FreeAudio: Training-Free Timing Planning for Controllable Long-Form Text-to-Audio Generation

| Accepted at ACM MultiMedia 2025 |

Yuxuan Jiang^1,2,*, Zehua Chen^1,2,*, Zeqian Ju^3,*, Chang Li^2,3, Weibei Dou¹, Jun Zhu^1,✉

¹Tsinghua University ²Shengshu AI ³University of Science and Technology of China

✉ dcszj AT mail.tsinghua.edu.cn

Abstract

Text-to-audio (T2A) generation has achieved promising results with the recent progress of generative models. However, because of the limited quality and quantity of temporally-aligned audio-text data pairs, existing T2A methods usually face challenges when handling the complex text prompts that contain precise timing control, e.g., owl hooted at 2.4s–5.2s. Recent works have explored data augmentation techniques or taken timing conditions as model input to enable timing-conditioned 10-second T2A generation, while their synthesis quality is still limited. In this work, we propose a novel training-free timing-controlled T2A framework, FreeAudio, making the first attempt to enable timing-controlled long-form T2A generation, e.g., owl hooted at 2.4s–5.2s and crickets chirping at 0s–24s. Specifically, we first employ LLM for a timing-to-window planning, decomposing the text prompts with complex timing control into multiple time windows of varying lengths. Then we introduce: 1) decoupling and aggregating attention control for precise timing control capabilities; 2) contextual latent composition and reference guidance for coherent long-form generation capabilities, respectively.
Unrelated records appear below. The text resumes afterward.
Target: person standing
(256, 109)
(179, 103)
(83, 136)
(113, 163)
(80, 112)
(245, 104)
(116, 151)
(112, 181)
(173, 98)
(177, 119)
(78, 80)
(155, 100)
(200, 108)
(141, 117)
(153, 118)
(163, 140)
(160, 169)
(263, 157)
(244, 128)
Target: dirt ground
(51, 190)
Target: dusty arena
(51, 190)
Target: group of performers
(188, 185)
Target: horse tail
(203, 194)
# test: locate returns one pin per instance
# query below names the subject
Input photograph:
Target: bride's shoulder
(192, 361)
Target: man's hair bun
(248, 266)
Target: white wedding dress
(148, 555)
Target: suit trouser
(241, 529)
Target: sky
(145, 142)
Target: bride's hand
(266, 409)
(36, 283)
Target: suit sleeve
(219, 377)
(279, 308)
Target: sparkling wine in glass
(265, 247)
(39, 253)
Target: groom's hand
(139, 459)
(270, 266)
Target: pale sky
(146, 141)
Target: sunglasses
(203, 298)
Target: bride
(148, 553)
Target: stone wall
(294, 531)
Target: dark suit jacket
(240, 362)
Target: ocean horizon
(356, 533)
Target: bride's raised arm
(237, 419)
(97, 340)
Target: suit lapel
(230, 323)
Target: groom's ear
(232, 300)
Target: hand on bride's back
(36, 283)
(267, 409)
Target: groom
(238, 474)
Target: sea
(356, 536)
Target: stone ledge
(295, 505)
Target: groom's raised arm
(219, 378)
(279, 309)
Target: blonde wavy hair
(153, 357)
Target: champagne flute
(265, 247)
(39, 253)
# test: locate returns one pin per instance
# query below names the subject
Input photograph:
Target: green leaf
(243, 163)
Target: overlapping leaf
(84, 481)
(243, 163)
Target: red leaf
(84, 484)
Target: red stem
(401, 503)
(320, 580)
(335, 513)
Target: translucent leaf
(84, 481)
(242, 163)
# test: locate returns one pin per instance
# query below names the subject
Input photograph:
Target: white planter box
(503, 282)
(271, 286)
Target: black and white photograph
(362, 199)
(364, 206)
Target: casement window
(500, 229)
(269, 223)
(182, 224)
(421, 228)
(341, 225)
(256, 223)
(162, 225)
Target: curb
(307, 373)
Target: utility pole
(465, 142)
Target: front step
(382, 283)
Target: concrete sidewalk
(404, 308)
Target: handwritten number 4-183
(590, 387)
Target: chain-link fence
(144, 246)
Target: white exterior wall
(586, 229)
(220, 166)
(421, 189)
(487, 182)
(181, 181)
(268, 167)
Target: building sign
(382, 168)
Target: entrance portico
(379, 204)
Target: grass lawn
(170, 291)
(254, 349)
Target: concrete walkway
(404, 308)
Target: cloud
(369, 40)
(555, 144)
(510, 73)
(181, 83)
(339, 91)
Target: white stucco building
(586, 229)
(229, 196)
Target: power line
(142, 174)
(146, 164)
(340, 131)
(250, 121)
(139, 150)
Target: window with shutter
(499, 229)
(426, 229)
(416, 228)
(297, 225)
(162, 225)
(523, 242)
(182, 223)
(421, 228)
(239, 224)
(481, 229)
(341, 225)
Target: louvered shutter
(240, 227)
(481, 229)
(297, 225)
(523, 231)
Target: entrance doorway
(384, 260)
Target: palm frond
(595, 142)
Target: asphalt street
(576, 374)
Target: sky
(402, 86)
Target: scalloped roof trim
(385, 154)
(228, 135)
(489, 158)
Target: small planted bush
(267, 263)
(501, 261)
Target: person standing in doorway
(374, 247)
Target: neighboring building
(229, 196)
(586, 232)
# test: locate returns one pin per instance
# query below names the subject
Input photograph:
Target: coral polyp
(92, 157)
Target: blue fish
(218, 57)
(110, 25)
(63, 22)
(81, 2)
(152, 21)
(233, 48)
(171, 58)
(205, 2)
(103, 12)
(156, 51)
Extensive experiments show that: 1) FreeAudio achieves a new record of timing-conditioned T2A synthesis quality among training-free methods and is comparable to state-of-the-art training-based method; 2) FreeAudio demonstrates comparable long-form generation quality with training-based Stable Audio and paves the way for timing-controlled long-form T2A synthesis.

Contribution

We propose FreeAudio, the first training-free text-to-audio framework that enables both precise temporal control and coherent long-form generation from complex natural language prompts.

To achieve fine-grained alignment without training, we introduce Decoupling & Aggregating Attention Control and Contextual Latent Composition, along with Reference Guidance for global consistency.

Despite requiring no training or supervision, FreeAudio delivers competitive or superior performance in both temporal precision and structural coherence across extensive evaluations.

**Figure 1:** *Left*: Planning Stage, where the LLM parses the text prompt and timing prompts into a sequence of non-overlapping time windows, each associated with a recaptioned prompt. *Right*: Generation Stage, where the Decoupling & Aggregating Attention Control aligns each recaptioned prompt with its corresponding time window, enabling precise timing control in attention layers.

Timing-controlled Long-Form Audio Generation

Text prompt Birds chirp in the background as a man speaks, followed by a dog barking. Later, a car speeds by, and a child laughs in the distance.	Timing prompt 1. 0s - 10s. Birds chirping in the background. 2. 0s - 6s. Man speaking. 3. 6s - 10s. Dog barking. 4. 10s - 14s. A car speeds by on a nearby road. 5. 14s - 20s. A child laughs in the distance.

Text prompt In a quiet forest, the wind blows softly as birds chirp and a fire crackles nearby. Footsteps rustle through dry leaves, crickets chirp continuously, an owl calls briefly, and a stream flows steadily in the distance.	Timing prompt 1. 0s - 10s. Forest wind blowing. 2. 0s - 4s. Birds chirping. 3. 4s - 6s. Wood burning. 4. 6s - 16s. Animal footsteps on dry leaves. 5. 10s - 16s. Crickets chirping. 6. 16s - 19s. Owl chirping. 7. 17s - 26s. Stream water flowing.

Text prompt A country music song with a strong, expressive male vocal leading the melody, accompanied by soft acoustic guitar and minimal instrumentation.	Timing prompt 1. 0s - 8s. Soft acoustic guitar strumming sets the rhythm. 2. 8s - 16s. The male vocal enters, expressively leading the melody alongside the guitar. 3. 16s - 22s. The vocals rise emotionally while the acoustic guitar maintains a steady background. 4. 22s - 26s. The song softens slightly, with the gentle guitar continuing to play.